Forcing tech firms to create a "backdoor" to access messages would be a gift to cyber-hackers.

The UK has endured its worst terrorist atrocity since 7 July 2005 and the threat level has been raised to "critical" for the first time in a decade. Though election campaigning has been suspended, the debate over potential new powers has already begun.

Today's Sun reports that the Conservatives will seek to force technology companies to hand over encrypted messages to the police and security services. The new Technical Capability Notices were proposed by Amber Rudd following the Westminster terrorist attack and a month-long consultation closed last week. A Tory minister told the Sun: "We will do this as soon as we can after the election, as long as we get back in. The level of threat clearly proves there is no more time to waste now. The social media companies have been laughing in our faces for too long."

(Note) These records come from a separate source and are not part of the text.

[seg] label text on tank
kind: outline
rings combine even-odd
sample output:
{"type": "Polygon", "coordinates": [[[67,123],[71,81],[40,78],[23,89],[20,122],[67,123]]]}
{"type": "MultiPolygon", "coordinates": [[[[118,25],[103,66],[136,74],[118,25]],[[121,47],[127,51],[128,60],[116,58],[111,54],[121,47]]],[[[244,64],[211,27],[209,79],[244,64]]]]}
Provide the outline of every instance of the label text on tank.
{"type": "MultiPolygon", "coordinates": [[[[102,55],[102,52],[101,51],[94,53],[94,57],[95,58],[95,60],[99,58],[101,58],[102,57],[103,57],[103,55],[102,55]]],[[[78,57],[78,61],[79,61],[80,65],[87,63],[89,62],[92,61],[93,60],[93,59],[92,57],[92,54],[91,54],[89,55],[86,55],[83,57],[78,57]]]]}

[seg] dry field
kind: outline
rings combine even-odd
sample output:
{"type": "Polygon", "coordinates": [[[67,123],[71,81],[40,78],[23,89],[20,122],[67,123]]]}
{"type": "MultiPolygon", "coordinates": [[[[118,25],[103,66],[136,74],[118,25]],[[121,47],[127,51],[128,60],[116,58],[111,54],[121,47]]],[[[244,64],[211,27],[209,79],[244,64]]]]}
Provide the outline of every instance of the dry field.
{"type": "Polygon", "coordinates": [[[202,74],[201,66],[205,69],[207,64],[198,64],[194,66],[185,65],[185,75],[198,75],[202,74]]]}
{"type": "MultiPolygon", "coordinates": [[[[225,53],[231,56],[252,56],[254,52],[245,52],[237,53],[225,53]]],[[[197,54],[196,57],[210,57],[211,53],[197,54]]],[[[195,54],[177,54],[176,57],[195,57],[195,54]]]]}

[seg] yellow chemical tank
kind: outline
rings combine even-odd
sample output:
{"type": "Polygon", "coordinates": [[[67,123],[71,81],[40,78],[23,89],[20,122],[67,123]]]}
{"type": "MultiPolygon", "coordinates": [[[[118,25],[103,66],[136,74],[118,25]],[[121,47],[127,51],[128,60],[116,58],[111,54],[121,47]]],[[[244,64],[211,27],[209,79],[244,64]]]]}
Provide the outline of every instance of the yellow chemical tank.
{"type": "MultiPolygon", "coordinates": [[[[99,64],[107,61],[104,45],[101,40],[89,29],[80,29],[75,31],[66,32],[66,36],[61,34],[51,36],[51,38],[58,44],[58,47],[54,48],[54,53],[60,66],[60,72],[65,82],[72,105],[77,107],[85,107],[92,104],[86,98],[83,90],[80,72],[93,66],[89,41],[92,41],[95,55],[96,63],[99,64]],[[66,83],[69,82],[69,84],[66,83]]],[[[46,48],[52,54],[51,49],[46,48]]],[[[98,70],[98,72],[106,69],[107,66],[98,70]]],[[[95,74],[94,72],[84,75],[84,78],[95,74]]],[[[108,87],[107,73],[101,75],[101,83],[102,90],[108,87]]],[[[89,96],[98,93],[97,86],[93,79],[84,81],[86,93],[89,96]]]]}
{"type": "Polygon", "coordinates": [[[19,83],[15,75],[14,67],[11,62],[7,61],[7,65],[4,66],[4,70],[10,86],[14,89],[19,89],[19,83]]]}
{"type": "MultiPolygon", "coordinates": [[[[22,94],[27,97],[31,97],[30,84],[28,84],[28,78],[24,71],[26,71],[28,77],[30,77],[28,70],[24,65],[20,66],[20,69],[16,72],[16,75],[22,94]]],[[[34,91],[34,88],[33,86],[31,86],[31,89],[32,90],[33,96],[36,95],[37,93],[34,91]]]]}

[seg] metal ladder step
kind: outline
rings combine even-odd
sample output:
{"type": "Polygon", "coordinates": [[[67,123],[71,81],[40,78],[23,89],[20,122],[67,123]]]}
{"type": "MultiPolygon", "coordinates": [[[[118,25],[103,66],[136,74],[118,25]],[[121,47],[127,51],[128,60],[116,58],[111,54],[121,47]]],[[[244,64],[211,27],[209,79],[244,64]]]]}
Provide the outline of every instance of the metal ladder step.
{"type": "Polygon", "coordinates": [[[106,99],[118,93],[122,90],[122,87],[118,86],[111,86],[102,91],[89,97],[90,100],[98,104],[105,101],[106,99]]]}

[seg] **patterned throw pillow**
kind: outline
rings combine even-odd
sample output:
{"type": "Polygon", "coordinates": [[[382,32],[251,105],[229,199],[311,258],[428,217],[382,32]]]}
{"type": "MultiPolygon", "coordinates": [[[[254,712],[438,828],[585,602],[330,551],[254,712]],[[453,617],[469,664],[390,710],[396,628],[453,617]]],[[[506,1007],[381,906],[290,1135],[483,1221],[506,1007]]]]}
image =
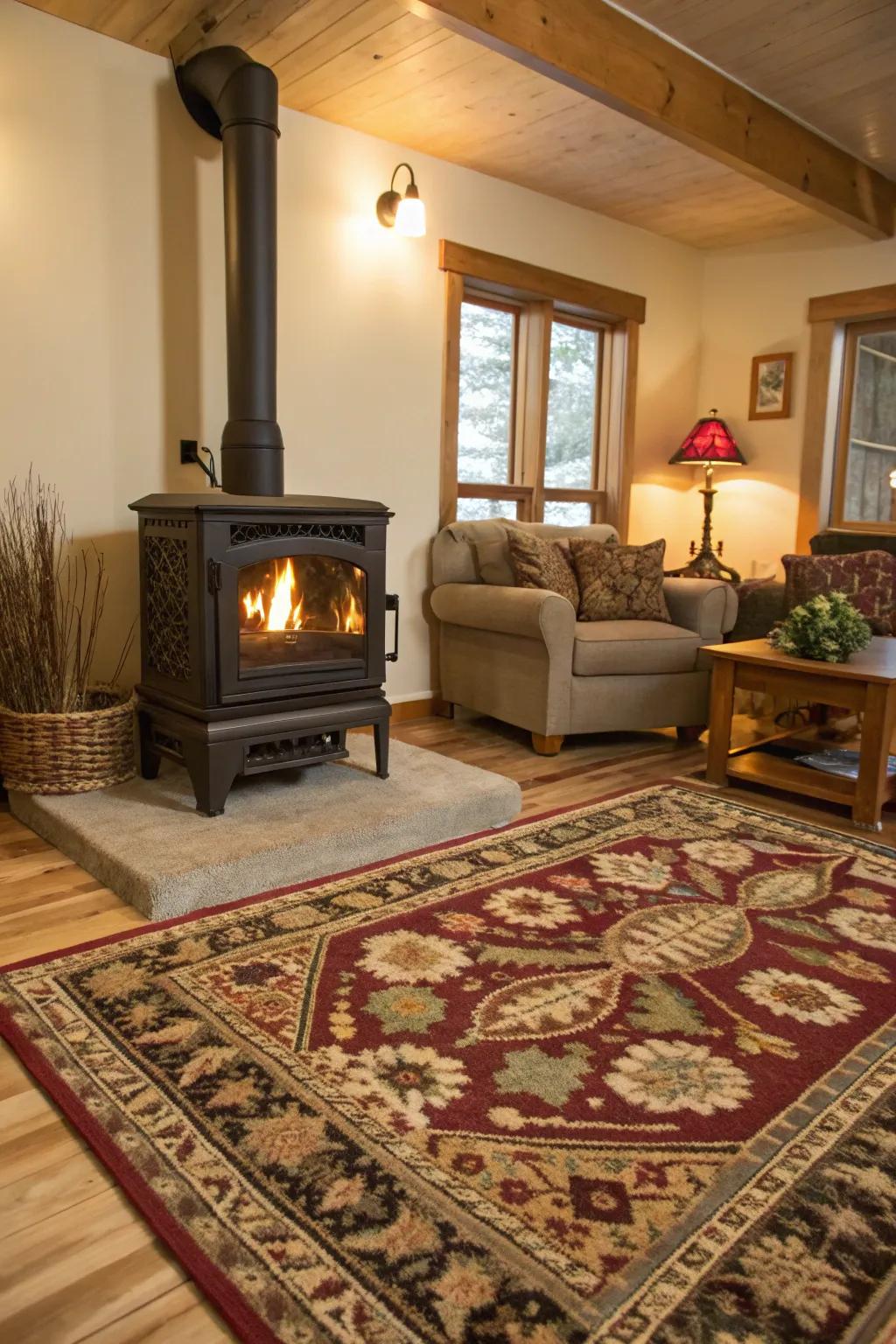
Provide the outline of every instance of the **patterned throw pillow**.
{"type": "MultiPolygon", "coordinates": [[[[595,543],[600,546],[600,542],[595,543]]],[[[579,585],[576,583],[570,552],[559,542],[548,542],[519,527],[508,527],[508,548],[510,567],[519,587],[540,587],[572,602],[579,609],[579,585]]]]}
{"type": "Polygon", "coordinates": [[[819,593],[845,593],[875,634],[896,634],[896,555],[889,551],[783,555],[780,563],[786,575],[786,612],[819,593]]]}
{"type": "Polygon", "coordinates": [[[649,546],[602,546],[600,542],[570,542],[579,579],[580,621],[666,621],[672,624],[662,595],[665,542],[649,546]]]}

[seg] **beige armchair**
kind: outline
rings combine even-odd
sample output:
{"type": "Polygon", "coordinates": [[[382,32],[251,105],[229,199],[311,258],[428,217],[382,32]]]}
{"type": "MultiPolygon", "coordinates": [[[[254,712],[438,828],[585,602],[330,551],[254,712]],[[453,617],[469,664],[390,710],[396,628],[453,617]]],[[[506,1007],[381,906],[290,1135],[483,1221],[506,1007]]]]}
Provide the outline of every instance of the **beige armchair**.
{"type": "MultiPolygon", "coordinates": [[[[514,524],[539,536],[615,536],[611,527],[514,524]]],[[[707,723],[709,659],[737,616],[729,583],[668,578],[673,625],[576,621],[557,593],[516,587],[500,521],[451,523],[433,544],[442,698],[532,734],[552,755],[568,732],[707,723]]]]}

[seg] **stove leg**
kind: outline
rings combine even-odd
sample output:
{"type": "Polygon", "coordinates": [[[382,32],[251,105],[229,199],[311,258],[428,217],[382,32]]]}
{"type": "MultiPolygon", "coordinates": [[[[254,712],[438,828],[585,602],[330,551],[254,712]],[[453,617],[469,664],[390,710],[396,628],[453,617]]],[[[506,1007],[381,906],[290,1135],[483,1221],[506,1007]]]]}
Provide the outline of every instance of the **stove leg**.
{"type": "Polygon", "coordinates": [[[373,724],[373,754],[377,775],[380,780],[388,780],[388,719],[380,719],[373,724]]]}
{"type": "Polygon", "coordinates": [[[242,766],[240,745],[222,742],[218,746],[206,746],[201,742],[184,742],[181,750],[196,794],[196,812],[203,812],[207,817],[219,817],[242,766]]]}
{"type": "Polygon", "coordinates": [[[161,757],[156,751],[152,741],[152,720],[148,714],[138,714],[140,723],[140,774],[144,780],[154,780],[159,775],[161,757]]]}

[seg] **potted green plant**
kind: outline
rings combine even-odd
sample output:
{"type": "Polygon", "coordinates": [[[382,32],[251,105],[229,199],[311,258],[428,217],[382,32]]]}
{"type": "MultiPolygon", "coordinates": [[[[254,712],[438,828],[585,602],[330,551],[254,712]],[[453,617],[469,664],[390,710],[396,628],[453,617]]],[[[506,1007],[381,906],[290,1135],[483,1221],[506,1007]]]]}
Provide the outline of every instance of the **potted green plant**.
{"type": "Polygon", "coordinates": [[[0,773],[21,793],[83,793],[134,773],[129,689],[94,684],[109,575],[73,550],[56,491],[30,473],[0,504],[0,773]]]}
{"type": "Polygon", "coordinates": [[[782,653],[819,663],[846,663],[870,644],[870,626],[845,593],[813,597],[795,606],[768,636],[782,653]]]}

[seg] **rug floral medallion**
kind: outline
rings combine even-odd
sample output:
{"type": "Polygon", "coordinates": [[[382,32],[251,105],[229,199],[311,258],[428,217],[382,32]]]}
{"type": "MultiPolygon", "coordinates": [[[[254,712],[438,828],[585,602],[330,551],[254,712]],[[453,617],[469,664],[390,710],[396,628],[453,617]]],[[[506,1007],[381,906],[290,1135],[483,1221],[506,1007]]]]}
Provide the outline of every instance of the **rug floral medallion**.
{"type": "Polygon", "coordinates": [[[244,1339],[783,1344],[887,1325],[895,969],[892,851],[668,785],[0,991],[244,1339]]]}

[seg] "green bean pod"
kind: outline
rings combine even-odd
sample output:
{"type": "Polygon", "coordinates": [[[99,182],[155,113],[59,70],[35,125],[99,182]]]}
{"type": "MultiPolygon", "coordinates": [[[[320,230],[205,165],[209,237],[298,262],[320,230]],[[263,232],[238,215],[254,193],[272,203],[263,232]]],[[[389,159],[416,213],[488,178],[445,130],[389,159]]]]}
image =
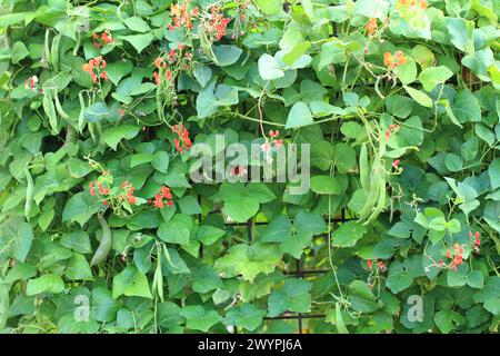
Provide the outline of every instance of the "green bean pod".
{"type": "Polygon", "coordinates": [[[106,258],[109,255],[109,251],[111,250],[111,246],[113,244],[113,238],[111,234],[111,229],[109,228],[108,222],[104,220],[102,215],[98,214],[98,220],[101,225],[102,229],[102,239],[99,244],[98,249],[92,256],[92,260],[90,261],[90,266],[99,265],[100,263],[104,261],[106,258]]]}
{"type": "Polygon", "coordinates": [[[43,42],[43,58],[49,66],[52,66],[52,60],[51,60],[50,49],[49,49],[49,39],[50,39],[50,30],[47,29],[46,30],[46,40],[43,42]]]}
{"type": "Polygon", "coordinates": [[[24,202],[24,216],[26,219],[29,220],[31,216],[31,210],[33,207],[33,195],[34,195],[34,185],[33,178],[31,178],[30,170],[24,168],[26,181],[28,184],[26,188],[26,202],[24,202]]]}
{"type": "Polygon", "coordinates": [[[368,217],[367,221],[363,222],[363,225],[368,225],[371,221],[373,221],[380,215],[380,212],[382,212],[382,210],[386,208],[387,194],[386,194],[386,179],[384,179],[384,177],[379,180],[379,185],[380,185],[380,187],[379,187],[379,199],[377,201],[377,206],[373,209],[373,211],[371,212],[371,215],[368,217]]]}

Put that way, the plan sounds reasonable (orders would be approved by the home secretary and a senior judge). But there are irrefutable problems. Encryption means tech firms such as WhatsApp and Apple can't simply "hand over" suspect messages - they can't access them at all. The technology is designed precisely so that conversations are genuinely private (unless a suspect's device is obtained or hacked into). Were companies to create an encryption "backdoor", as the government proposes, they would also create new opportunities for criminals and cyberhackers (as in the case of the recent NHS attack).

Ian Levy, the technical director of the National Cyber Security, told the New Statesman's Will Dunn earlier this year: "Nobody in this organisation or our parent organisation will ever ask for a 'back door' in a large-scale encryption system, because it's dumb."

But there is a more profound problem: once created, a technology cannot be uninvented. Should large tech firms end encryption, terrorists will merely turn to other, lesser-known platforms. The only means of barring UK citizens from using the service would be a Chinese-style "great firewall", cutting Britain off from the rest of the internet. In 2015, before entering the cabinet, Brexit Secretary David Davis warned of ending encryption: "Such a move would have had devastating consequences for all financial transactions and online commerce, not to mention the security of all personal data. Its consequences for the City do not bear thinking about."

Labour's manifesto pledged to "provide our security agencies with the resources and the powers they need to protect our country and keep us all safe." But added: "We will also ensure that such powers do not weaken our individual rights or civil liberties". The Liberal Democrats have vowed to "oppose Conservative attempts to undermine encryption."

But with a large Conservative majority inevitable, according to polls, ministers will be confident of winning parliamentary support for the plan. Only a rebellion led by Davis-esque liberals is likely to stop them.

George Eaton is political editor of the New Statesman.